Since 1 January 2013 he has been part of Inria Nancy–Grand Est and more specifically the Speech team led by Yves Laprie.
A harp player, Emmanuel wants to use signal processing and mathematics to improve sound quality. One of his central research avenues is separating sources, which consists of extracting the different sources of sound that are simultaneously present in a recording. Although a great deal of progress has been made over the last twenty years, this question is still a research subject with great potential. Beyond much-publicised applications such as remastering and advanced speech recognition for mobile phones, separating sources allows for applications such as 3D sound reproduction and remixing musical recordings or sound tracks, technology that is keenly awaited by the music and film industries.
Sound is often perceived as secondary and does not receive the same attention as video which is at the heart of a battle between equipment suppliers and content providers. Yet imagine trying to watch a film or a televised debate without the sound... For this reason most technical research into signal and audio data processing remains largely academic and there are few small businesses investing in this area. This industry is however set to really take off in the coming years. Indeed, requirements and applications in multimedia, home automation, telephony and healthcare, plus the growth in personal videos, hearing aids and remote voice-activated interfaces, will demand continuous improvements in quality.

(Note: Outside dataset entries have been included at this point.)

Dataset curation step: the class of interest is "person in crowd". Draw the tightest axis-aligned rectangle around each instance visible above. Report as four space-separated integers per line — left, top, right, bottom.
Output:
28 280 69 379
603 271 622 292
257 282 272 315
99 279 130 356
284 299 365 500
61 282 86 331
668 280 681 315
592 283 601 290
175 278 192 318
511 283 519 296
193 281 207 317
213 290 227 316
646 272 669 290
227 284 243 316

Audio signal processing requires hi-fi sound quality: the human ear is capable of recognising the slightest artefact of processing.
The automatic or semi-automatic separation techniques developed by Emmanuel and his colleagues already allow sound engineers to save a lot of time compared with manual separation techniques, and some of them even allow real-time separation of audio streams. Contracts are being negotiated with the Canon research laboratory, with Audionamix (a small firm) and the MAIA sound engineers studio. A new research avenue has just opened up in speech recognition in noisy environments. FASST (Flexible Audio Source Separation Toolbox) software also supplies a set of software modules to enable non-experts to rapidly build an algorithm suited to the characteristics of the recordings to be separated.
Emmanuel also intends to explore the emerging problems relating to handling masses of data, language processing and audio knowledge. These questions, the subject of numerous studies in the fields of natural language and speech, still remain largely unexplored with regard to music, environmental sounds and rare languages. At a scientific level they raise the central issue of modeling and using the uncertainties in the signals, the models and the knowledge at every stage in processing. As regards applications, they could for example make it possible for anybody to automatically compose music to suit their mood, or for companies to improve their communication through sound design (1). This new form of design is really in its infancy, but it is likely to become a major speciality in marketing where any object or structure will be given its own audio identity.
(1) According to the definition of researchers from IRCAM, sound design consists in "making an intention heard ".